My best friend, Shirley, got scammed by a so-called AI-driven DeFi protocol. The project’s whitepaper was full of hype—claiming that AI would monitor on-chain risks in real time and automatically rebalance the portfolio. But what happened in the end? It was really just a multisig wallet wrapped in an “AI” shell. If the big players wanted to withdraw, they could; retail users got buried. Shirley was so furious she kept cursing for an entire night, saying that if he trusts those two words “AI” again, he’ll be a dog.

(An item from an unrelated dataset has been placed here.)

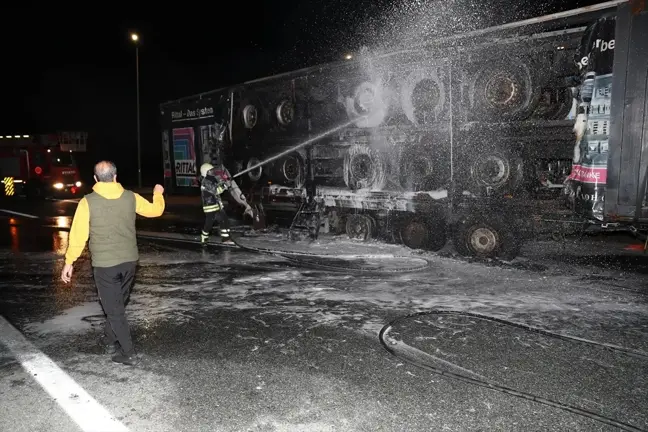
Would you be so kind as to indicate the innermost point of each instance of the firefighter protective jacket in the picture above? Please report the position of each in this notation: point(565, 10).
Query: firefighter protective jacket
point(211, 188)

This whole thing makes me pretty shaken. So these past few days, I’ve pulled up and reviewed the public data from @OpenGradient several times. Millions of inference calls, thousands of model integrations—the user growth has indeed surged fast. And the narrative of “verifiable AI” is also quite attention-grabbing. But honestly, when you break it down carefully, most of the volume still came from the testnet stage. Points incentives and air-drop expectations take up a lot of the weight. As for how much is actually driven by real business needs, I still can’t tell.

The application scenarios it talks about—things like financial risk control and intelligent auditing—sound promising. But the existing partnership case studies, no matter how many times you look, still seem mostly confined to the Web3 circle. Actual deployment examples from traditional enterprises and large institutions are disclosed very rarely. Just because the technology can run doesn’t mean the market will be willing to keep paying. As for the specific hard metrics I personally want to dig into—like the number of paying enterprise customers and long-term developer usage—I basically haven’t seen much disclosure so far.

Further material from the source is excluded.